Bitar has served as general counsel to Democrats on the House Intelligence Committee and as a top legal adviser to its chairman Rep. Adam Schiff (D-Calif.) since 2017.
In 2020, Bitar played a major role during then-President Donald Trump’s first impeachment, serving as a senior member in the Democrats’ House impeachment team. The Senate ultimately voted to acquit Trump on two articles of impeachment.
Bitar’s latest appointment by Biden marks his return to the NSC. He previously served as the NSC director for Israeli and Palestinian affairs during the presidency of Barack Obama.
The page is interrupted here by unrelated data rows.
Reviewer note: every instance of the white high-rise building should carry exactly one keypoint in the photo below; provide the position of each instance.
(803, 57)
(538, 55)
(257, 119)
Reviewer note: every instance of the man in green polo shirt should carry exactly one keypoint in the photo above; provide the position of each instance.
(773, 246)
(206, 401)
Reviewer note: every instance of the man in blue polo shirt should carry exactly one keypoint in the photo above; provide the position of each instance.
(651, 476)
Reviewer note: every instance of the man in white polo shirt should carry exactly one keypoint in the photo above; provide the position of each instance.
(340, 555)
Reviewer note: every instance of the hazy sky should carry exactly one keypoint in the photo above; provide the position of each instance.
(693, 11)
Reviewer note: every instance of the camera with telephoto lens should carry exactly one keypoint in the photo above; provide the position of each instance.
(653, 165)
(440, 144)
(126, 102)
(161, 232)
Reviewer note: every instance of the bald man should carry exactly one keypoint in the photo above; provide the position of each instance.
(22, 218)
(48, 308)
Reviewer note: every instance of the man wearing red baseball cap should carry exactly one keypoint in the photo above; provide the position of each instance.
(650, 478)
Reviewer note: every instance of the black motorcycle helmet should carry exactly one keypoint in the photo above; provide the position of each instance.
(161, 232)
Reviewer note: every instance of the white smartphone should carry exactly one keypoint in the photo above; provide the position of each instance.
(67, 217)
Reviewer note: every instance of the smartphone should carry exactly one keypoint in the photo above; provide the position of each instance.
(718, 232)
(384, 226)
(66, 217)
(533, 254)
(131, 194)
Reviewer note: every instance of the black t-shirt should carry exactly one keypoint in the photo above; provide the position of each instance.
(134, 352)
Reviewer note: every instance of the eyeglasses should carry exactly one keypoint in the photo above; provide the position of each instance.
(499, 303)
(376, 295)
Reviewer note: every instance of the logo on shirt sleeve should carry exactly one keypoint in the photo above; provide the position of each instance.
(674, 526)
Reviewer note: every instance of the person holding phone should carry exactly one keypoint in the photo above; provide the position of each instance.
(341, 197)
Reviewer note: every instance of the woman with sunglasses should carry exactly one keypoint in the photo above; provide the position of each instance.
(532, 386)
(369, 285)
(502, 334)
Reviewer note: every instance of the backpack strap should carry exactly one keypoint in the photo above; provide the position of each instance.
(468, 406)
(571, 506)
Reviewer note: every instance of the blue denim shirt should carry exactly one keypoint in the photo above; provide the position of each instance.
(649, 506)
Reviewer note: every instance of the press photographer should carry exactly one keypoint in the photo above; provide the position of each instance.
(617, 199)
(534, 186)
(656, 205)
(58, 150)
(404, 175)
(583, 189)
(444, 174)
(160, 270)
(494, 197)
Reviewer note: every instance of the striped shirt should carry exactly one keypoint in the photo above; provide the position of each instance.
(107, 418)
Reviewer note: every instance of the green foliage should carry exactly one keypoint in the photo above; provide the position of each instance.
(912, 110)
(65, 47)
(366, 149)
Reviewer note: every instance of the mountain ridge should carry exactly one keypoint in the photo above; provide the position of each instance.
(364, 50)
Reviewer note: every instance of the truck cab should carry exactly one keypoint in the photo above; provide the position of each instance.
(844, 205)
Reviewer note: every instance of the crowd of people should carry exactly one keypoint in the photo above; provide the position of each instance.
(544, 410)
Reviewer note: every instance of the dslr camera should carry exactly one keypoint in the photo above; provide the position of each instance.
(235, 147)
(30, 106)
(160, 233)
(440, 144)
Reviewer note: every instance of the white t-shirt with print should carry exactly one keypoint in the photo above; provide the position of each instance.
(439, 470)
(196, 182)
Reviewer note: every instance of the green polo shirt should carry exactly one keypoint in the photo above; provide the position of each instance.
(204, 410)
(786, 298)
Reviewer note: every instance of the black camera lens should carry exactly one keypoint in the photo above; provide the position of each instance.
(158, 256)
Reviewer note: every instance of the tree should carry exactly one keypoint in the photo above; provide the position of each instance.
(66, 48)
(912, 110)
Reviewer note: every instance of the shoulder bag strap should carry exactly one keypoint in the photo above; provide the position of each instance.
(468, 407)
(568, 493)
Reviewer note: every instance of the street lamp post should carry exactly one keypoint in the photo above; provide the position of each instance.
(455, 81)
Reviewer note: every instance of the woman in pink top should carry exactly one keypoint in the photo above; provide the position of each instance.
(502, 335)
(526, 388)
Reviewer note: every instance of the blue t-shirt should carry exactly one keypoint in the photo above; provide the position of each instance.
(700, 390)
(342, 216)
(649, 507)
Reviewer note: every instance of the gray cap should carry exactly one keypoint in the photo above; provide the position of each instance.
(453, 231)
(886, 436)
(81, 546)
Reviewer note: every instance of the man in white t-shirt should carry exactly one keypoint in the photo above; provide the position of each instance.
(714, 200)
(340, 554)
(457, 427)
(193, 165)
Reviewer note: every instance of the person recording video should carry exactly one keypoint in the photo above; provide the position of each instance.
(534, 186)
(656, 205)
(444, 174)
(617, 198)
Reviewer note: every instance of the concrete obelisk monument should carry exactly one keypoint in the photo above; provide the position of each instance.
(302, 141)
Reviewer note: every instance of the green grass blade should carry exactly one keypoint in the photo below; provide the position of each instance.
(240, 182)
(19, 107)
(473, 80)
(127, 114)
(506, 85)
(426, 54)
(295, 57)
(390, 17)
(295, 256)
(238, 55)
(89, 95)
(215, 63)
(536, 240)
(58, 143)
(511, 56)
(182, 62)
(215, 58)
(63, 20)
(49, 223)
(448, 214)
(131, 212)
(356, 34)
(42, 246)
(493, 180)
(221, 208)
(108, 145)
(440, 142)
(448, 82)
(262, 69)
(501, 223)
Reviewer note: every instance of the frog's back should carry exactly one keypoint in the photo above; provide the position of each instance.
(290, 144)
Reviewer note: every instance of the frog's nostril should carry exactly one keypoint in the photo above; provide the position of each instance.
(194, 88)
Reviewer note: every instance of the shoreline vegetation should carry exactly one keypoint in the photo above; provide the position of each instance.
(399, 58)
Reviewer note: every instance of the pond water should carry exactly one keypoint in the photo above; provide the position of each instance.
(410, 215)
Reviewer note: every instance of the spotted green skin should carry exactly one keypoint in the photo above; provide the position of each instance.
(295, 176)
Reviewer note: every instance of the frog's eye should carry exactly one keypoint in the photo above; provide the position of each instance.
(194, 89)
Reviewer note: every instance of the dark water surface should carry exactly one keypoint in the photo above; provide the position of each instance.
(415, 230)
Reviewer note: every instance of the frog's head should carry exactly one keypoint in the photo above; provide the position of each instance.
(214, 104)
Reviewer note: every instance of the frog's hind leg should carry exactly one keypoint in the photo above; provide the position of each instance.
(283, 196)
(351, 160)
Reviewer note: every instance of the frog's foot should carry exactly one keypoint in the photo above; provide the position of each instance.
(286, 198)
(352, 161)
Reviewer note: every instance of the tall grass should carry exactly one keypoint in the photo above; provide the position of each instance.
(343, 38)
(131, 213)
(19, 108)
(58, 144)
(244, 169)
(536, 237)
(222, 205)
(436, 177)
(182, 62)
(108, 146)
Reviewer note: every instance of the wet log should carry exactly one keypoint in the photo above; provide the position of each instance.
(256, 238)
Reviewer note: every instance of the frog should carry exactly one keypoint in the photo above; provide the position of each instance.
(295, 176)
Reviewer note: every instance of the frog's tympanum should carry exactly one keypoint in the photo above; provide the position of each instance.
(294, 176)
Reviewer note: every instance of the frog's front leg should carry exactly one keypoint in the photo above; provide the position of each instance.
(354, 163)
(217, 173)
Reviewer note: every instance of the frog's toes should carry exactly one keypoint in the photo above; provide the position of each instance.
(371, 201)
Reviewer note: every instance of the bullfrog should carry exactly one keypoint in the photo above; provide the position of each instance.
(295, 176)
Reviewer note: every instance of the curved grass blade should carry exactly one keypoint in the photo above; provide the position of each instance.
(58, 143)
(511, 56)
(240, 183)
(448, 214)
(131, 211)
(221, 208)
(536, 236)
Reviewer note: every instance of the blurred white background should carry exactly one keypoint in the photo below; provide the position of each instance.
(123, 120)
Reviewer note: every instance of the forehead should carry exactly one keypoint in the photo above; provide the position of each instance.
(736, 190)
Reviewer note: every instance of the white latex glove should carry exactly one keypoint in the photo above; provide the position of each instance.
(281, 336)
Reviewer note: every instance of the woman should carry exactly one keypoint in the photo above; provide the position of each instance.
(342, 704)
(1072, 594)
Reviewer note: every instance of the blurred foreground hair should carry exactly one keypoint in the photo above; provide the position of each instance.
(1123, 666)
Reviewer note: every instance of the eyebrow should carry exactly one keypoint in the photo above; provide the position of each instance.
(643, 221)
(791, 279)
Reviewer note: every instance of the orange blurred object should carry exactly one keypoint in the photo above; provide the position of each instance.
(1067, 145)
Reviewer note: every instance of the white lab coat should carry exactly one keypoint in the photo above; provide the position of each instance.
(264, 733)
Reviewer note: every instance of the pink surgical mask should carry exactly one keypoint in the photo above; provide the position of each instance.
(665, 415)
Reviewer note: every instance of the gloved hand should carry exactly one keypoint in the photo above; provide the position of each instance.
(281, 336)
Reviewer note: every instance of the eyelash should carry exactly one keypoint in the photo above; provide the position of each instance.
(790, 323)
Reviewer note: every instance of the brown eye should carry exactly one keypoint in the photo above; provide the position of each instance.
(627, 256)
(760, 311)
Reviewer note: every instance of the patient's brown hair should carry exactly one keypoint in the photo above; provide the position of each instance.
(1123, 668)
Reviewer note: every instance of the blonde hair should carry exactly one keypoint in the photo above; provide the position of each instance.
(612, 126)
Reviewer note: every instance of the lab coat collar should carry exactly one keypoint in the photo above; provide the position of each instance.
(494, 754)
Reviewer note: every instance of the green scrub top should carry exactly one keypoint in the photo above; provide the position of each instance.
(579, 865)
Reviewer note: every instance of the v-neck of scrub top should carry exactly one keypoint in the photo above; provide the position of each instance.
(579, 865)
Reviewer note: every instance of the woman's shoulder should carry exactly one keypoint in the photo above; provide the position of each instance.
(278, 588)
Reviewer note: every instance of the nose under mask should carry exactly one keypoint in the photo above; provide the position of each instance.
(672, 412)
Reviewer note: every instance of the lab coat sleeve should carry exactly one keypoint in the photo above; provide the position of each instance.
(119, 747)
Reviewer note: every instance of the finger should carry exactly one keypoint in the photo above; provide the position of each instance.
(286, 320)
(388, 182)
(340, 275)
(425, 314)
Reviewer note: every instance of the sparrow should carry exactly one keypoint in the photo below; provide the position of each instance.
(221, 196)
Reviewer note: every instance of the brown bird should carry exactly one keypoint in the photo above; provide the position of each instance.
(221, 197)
Before that, he was a deputy to Samantha Power while she was at the NSC as the director for multilateral affairs and human rights, and later when she was the U.S. ambassador to the United Nations.
On detail from the Department of State, he was the foreign affairs officer in the Office of the Special Envoy for Middle East Peace.
Bitar previously worked with the United Nations High Commissioner for Refugees in Malaysia and the U.N. Relief and Works Agency for Palestinian Refugees in Jerusalem.
He graduated with a doctorate in law from Georgetown University in 2012, and previously graduated from Georgetown University’s Edmund A. Walsh School of Foreign Service in 2006.
He had also received a Master of Science in Forced Migration from Oxford University’s Refugee Studies Centre while on a scholarship.
Greenfield wrote: “The job of Senior Director for Intelligence at the National Security Council is supposed to go to an intelligence professional. How did an anti-Israel activist go from helping host a conference for an organization whose speakers have supported Islamic terrorism to a top intelligence job?”
Michael Ellis, former Republican political operative, previously held the position of NSC senior director for intelligence programs. The role involves overseeing the coordination and communications between the White House and the intelligence community, including the director of national intelligence, on multiple issues.
The agency and the White House didn’t immediately respond to a request for comment from The Epoch Times on Bitar’s appointment.